In the end, we learned that a few key factors of a performing arts building stand in the way of mass timber gaining efficiencies sufficient enough to be cost-competitive:

  • The large performance venues require long, column-free spans. While mass timber can span these distances, it does so less efficiently leading to deeper structural members. Given the upper reaches of these rooms are occupied by technical spaces (catwalks, lighting positions, etc.) the deeper structure would necessitate raising the roof which has multiple trickle-down costs.
  • The performance venues require complete acoustic isolation which can only be achieved with sufficient mass. The typical construction that meets these acoustic requirements are solid concrete walls and a thick concrete roof. By its very nature, any timber product will not have an equivalent mass and therefore make it inappropriate for this application. These two volumes with concrete walls end up being a major structural system for the whole building.
  • Another efficiency of mass timber can be a condensed construction schedule if repetition and a regular structural grid can be leveraged. Once again, unfortunately a performing arts building contains very little repetition—instead, dozens of uniquely sized, shaped, and located support spaces need to be fit together for maximum operational flexibility and efficiency.

While we were not able to proceed with a mass timber structural system, our team studied and overlayed a wide range of sustainable strategies to align with OSU’s sustainability goals. For example, OSU has committed to a Carbon Action Plan that would result in a net zero greenhouse gas emissions by 2025. To help meet this goal, OSU is prioritizing rooftop solar array installation on all new construction projects. Holst worked with our engineers to study all roof areas of the building, identifying the optimal locations for solar panel deployment to maximize exposure and minimize secondary impacts to the structural system or other components of the high-performing envelope.


Justice, Equity, Diversity, and Inclusion
Another repeated focus of the University was creating a building and site that is intentionally inclusive by acknowledging and implementing the principles of Justice, Equity, Diversity and Inclusion (JEDI). From an early stage, the voices on the team represented diverse perspectives and wide-ranging experiences—each helping shape the building and experience of users.

The principles of universal design were the driving force behind many big-picture decisions including building siting (position a prominent entry near a public plaza/drop-off zone), interior circulation (clear expression of pathways and nodes, clustered elevators and stairs), and performance venue configuration (single-rake recital hall seamlessly provides wheelchair access to all sides and levels). Both patron and performer restrooms promote gender inclusivity through full-privacy partitions and gender-neutral configurations. The building also features a dedicated room for nursing mothers, and a separate quiet room reserved for building users experiencing sensory challenges. The design team met several times with OSU’s accessibility advocate as well as a third-party accessibility consultant who reviewed major deliverables. From gender awareness to mental health, the group worked through a variety of solutions to ensure that all aspects of the AEC were thoughtfully considered and integrated as part of the project’s design from the earliest stages.

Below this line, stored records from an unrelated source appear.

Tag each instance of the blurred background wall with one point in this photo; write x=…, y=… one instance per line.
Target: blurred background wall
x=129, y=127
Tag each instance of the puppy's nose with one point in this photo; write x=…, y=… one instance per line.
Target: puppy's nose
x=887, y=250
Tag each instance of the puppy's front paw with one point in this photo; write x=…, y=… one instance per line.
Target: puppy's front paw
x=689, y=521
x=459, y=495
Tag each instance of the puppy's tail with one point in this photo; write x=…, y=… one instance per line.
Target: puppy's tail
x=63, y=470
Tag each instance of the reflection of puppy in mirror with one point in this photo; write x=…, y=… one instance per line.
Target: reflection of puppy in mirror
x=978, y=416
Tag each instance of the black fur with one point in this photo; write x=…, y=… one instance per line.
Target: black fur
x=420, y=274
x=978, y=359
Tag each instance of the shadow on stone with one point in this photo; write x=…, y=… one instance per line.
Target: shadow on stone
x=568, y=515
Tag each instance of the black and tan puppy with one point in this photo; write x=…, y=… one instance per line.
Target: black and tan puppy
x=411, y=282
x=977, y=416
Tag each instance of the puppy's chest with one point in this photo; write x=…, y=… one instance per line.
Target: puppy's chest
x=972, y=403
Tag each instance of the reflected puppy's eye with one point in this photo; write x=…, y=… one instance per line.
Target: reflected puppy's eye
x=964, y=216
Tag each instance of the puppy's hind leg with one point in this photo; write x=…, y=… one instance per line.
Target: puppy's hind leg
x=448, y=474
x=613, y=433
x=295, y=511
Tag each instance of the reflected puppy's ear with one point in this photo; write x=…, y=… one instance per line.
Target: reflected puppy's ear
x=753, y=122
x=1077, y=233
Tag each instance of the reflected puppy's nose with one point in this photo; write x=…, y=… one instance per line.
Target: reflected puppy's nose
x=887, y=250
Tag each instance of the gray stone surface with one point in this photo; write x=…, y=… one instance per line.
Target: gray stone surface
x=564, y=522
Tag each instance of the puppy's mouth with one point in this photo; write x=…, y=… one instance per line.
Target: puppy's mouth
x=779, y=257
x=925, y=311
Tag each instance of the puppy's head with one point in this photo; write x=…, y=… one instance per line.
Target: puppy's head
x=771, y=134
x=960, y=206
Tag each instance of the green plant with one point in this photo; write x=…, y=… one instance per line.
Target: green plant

From its inception, the OSU Arts and Education Complex project faced numerous challenges including a change in site, evolving programmatic desires, and a fixed budget in a fluctuating market, not to mention a global pandemic. What kept the project on track was a deep commitment from every member of the team and a clear set of guiding principles that were established at the onset of the project and remained consistent despite the surrounding changes. Now more than ever, major planning and capital projects need clear, common goals and a strong conceptual foundation to navigate changing times.